ACTIVATION-LEVEL UNCERTAINTY IN DEEP NEURAL NETWORKS

Abstract

Current approaches for uncertainty estimation in deep learning often produce too confident results. Bayesian Neural Networks (BNNs) model uncertainty in the space of weights, which is usually high-dimensional and limits the quality of variational approximations. The more recent functional BNNs (fBNNs) address this only partially because, although the prior is specified in the space of functions, the posterior approximation is still defined in terms of stochastic weights. In this work we propose to move uncertainty from the weights (which are deterministic) to the activation function. Specifically, the activations are modelled with simple 1D Gaussian Processes (GP), for which a triangular kernel inspired by the ReLu non-linearity is explored. Our experiments show that activation-level stochasticity provides more reliable uncertainty estimates than BNN and fBNN, whereas it performs competitively in standard prediction tasks. We also study the connection with deep GPs, both theoretically and empirically. More precisely, we show that activation-level uncertainty requires fewer inducing points and is better suited for deep architectures.

1. INTRODUCTION

Deep Neural Networks (DNNs) have achieved state-of-the-art performance in many different tasks, such as speech recognition (Hinton et al., 2012) , natural language processing (Mikolov et al., 2013 ) or computer vision (Krizhevsky et al., 2012) . In spite of their predictive power, DNNs are limited in terms of uncertainty estimation.
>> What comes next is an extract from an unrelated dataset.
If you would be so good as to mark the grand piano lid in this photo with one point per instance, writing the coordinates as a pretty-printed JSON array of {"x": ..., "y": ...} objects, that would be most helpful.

This has been a classical concern in the field (MacKay, 1992; Hinton & Van Camp, 1993; Barber & Bishop, 1998) , which has attracted a lot of attention in the last years (Lakshminarayanan et al., 2017; Guo et al., 2017; Sun et al., 2019; Wenzel et al., 2020) . Indeed, this ability to "know what is not known" is essential for critical applications such as medical diagnosis (Esteva et al., 2017; Mobiny et al., 2019) or autonomous driving (Kendall & Gal, 2017; Gal, 2016) . Bayesian Neural Networks (BNNs) address this problem through a Bayesian treatment of the network weights 1 (MacKay, 1992; Neal, 1995) . This will be refered to as weight-space stochasticity. However, dealing with uncertainty in weight space is challenging, since it contains many symmetries and is highly dimensional (Wenzel et al., 2020; Sun et al., 2019; Snoek et al., 2019; Fort et al., 2019) . Here we focus on two specific limitations. First, it has been recently shown that BNNs with well-established inference methods such as Bayes by Backprop (BBP) (Blundell et al., 2015) and MC-Dropout (Gal & Ghahramani, 2016) underestimate the predictive uncertainty for instances located in-between two clusters of training points (Foong et al., 2020; 2019; Yao et al., 2019) . Second, the weight-space prior does not allow BNNs to guide extrapolation to out-of-distribution (OOD) data (Sun et al., 2019; Nguyen et al., 2015; Ren et al., 2019) . Both aspects are illustrated graphically in Figure 3 , more details in Section 3.1.